Things you learn about PEI from the New York Times

There’s an article in yesterday’s New York Times about buying real estate on Prince Edward Island (pointer from Joel Ives) that reads, in part (emphasis mine):

People from outside Prince Edward Island who wish to buy more than five acres of land or 165 feet of waterfront must apply for permission from the government. The process is largely a formality, said Mr. Poczynek, who noted that there was a “multiplying” effect for the number of names on the deed. (For example, a married couple can buy 10 acres or 330 feet of waterfront without permission.) “Unless you’re going out and buying thousands of acres,” he said, “you’re not going to have an issue.”

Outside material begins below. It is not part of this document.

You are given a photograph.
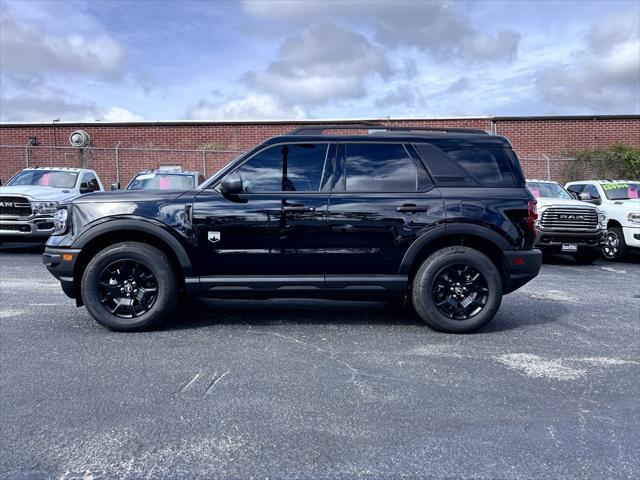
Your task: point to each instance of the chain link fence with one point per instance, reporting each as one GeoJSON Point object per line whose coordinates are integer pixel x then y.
{"type": "Point", "coordinates": [112, 164]}
{"type": "Point", "coordinates": [121, 164]}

Perhaps this “multiplying effect” is common knowledge, but it came as news to me.  Surely all any waterfront-land-speculating non-resident need do is get their 9 children on the deed and the effect of the cabinet approval becomes completely moot.  Heck, invite the whole neighbourhood to a deed party and you could own half the Island.

Why is this condition there at all?  This excerpt from a 1997 presentation to the Standing Committee on the Constitution explains it well:

All Islanders are familiar — perhaps too familiar — with the term, the Island Way of Life. Now this phrase is vague and perhaps not all that useful; but if Islanders were pressed to define it, most would equate it in some way with our rural heritage, our landscape, and our tradition of small, freehold farmsteads. In other words, we define ourselves in relation to the land. And, as a result, we see the disposition of our land — who can own it and how it is used — as central to our existence as a province and a people.

Thus it is no accident that our legislation limiting non-resident ownership — from both outside and, more significantly, within Canada — is unique among the provinces. Nor should it come as a surprise that Island politicians have fought tooth and nail to keep the clause “enjoyment of property” out of Section 7 of the Canada Act of l982; for if it were included, our legislation could scarcely hope to stand challenge in the courts. In fact, at one critical Federal-Provincial meeting, Premier Angus MacLean explicitly sought, and received, support from the separatist René Levesque on this very point.

It’s a shame that something purportedly “central to our existence as a province and a people” has been reduced to “largely a formality.”

Comments

Hans's picture
Hans on August 14, 2009 - 13:19 Permalink

I think it is another unspoken Island dichotomy. If you are an Islander, or know enough about the Island to know, then you know that most rules like the one you refer are “largely a formality” because the meaning “disposition of the land” includes the selling off of lots to relatives or others if it is expedient/desireable to the individual landowner especially if said landowner has enough political clout to make the Executive Council decision a no-brainer. If you are an average joe from away, you would think the rules about land disposition were, oh, I dunno, applied and followed and that land acquistion and disposition rules were actually meaningful. It is a shame, but until Islanders reconcile the desire to sell off pieces of land willy-nilly (i.e. individual land-owner rights) with the imperative to protect and preserve the multi-faceted resource that land represents (i.e. community and enviromental value), these little political loopholes will remain and perhaps ultimately destroy us.

Chuck's picture
Chuck on August 14, 2009 - 19:57 Permalink

Interesting. I was told that having significant family attachment to the Island (i.e. lots of extended family living there) meant there would be fewer rules and restrictions around my acquiring property. Now I want to look up the relevant statutes to find out if that meant “the laws are a bit different if you have family living on the Island” or “we’ll wink and nudge at the legal requirements if you have family here.”